While he may be the only person on stage, McNair knows that he isn't alone in A Gambler's Guide to Dying. Acting as guiding hands throughout the show are director Gareth Nicholls and composer/sound designer Michael John McCarthy, who provides the score. But aside from the help of his fellow collaborators, McNair also recognizes the need to consider the audience as a key part of each and every performance.

"Whether the show is really personal or entirely made up, I always try to bring myself to the audience so that you feel like you're having someone really talk to you. There's a sort of vulnerability in that. It allows for some intimacy between the audience and myself that allows for some respect to the fact that I'm there to tell a story and you're there to hear something," he says. "It's always much less about me, and much more about you, the audience. You're the guys who have taken time out of your lives to come have an experience in the theater. I feel the need to focus on the audience, first and foremost."

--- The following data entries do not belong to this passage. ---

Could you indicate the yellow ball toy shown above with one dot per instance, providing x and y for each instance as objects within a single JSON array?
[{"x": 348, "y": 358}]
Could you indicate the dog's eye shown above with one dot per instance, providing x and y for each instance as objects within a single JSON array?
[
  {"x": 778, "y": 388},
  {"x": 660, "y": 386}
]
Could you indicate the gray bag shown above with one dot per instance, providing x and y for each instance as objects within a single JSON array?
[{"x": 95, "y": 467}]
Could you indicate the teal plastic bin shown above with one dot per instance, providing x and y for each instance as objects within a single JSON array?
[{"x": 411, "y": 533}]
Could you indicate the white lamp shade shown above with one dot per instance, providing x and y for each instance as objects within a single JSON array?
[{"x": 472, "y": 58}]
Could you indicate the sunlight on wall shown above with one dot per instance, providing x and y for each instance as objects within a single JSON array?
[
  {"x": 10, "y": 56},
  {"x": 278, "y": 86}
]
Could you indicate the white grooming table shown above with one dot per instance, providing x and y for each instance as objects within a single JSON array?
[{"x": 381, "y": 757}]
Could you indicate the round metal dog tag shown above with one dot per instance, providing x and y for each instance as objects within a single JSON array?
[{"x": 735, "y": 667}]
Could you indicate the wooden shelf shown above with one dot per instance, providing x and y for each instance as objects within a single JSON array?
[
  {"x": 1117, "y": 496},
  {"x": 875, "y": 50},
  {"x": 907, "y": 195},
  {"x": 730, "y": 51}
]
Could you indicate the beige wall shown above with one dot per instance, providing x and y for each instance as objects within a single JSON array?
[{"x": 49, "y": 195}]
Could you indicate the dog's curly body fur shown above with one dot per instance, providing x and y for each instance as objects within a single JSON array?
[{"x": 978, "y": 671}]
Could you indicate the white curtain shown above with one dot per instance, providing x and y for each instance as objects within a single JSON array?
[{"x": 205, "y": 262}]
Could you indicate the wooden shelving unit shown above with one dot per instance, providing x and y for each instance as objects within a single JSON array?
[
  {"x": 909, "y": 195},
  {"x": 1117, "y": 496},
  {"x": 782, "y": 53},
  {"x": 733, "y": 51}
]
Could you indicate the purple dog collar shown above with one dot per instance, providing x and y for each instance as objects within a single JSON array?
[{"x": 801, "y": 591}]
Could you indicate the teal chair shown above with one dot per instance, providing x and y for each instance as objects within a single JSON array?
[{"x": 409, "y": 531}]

According to McNair, he tries to explore something new with every show that he performs. Whether he's acting in a show that delves into the financial market, examines how epilepsy affects the brain, or recounts the death of a loved one, McNair recognizes the need for humor when connecting with a crowd. Although A Gambler's Guide to Dying is about much more than just laughs, the comedic aspects of the performance serve as a way for McNair to reach audiences on a deeper level and get them to a place where they truly feel the weight of the show.

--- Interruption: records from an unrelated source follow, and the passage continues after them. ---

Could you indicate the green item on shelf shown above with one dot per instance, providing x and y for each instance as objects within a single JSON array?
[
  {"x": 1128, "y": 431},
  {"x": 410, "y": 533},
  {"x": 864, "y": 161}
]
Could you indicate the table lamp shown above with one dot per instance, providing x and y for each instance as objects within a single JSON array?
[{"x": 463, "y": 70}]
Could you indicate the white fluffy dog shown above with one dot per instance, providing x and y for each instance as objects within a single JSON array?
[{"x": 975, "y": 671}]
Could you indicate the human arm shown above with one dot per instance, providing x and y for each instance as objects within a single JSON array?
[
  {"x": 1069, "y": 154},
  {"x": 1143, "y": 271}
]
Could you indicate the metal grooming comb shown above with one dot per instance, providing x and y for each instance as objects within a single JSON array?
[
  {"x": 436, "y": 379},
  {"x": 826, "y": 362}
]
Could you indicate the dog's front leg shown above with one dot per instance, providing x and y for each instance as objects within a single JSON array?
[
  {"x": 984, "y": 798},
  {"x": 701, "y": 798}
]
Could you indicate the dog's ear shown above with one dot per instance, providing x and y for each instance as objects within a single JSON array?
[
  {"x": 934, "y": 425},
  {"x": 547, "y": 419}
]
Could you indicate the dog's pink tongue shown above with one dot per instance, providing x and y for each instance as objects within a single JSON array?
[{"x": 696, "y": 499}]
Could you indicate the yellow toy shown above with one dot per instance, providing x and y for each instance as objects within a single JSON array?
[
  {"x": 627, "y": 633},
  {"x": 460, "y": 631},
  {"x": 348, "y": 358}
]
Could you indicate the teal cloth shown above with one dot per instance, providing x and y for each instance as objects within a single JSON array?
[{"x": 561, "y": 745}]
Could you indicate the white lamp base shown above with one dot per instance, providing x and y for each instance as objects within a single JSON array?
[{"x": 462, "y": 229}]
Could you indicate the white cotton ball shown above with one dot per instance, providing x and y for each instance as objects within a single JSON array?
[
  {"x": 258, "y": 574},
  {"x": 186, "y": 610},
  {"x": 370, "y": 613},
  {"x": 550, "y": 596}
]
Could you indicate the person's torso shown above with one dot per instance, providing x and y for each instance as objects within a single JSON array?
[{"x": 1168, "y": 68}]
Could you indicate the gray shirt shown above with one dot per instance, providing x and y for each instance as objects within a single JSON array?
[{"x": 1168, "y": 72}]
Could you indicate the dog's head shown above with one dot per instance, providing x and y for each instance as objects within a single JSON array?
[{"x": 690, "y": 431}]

"One thing that's most important to me is humor because through the humor I can get you to a place where you can feel the heartbreak. Through the humor, I can get you to a place where you can feel the sense of loss or sense of injustice or I can get you to understand the bigger systematic problems in society," he says. "Through humor, you can bring people into a space where they feel welcome, and then once they're in and they trust you, you can start to open up and talk about things. Whether that be things that need questioning or things that need resolved or need answered, you can do that together if you've shared that space."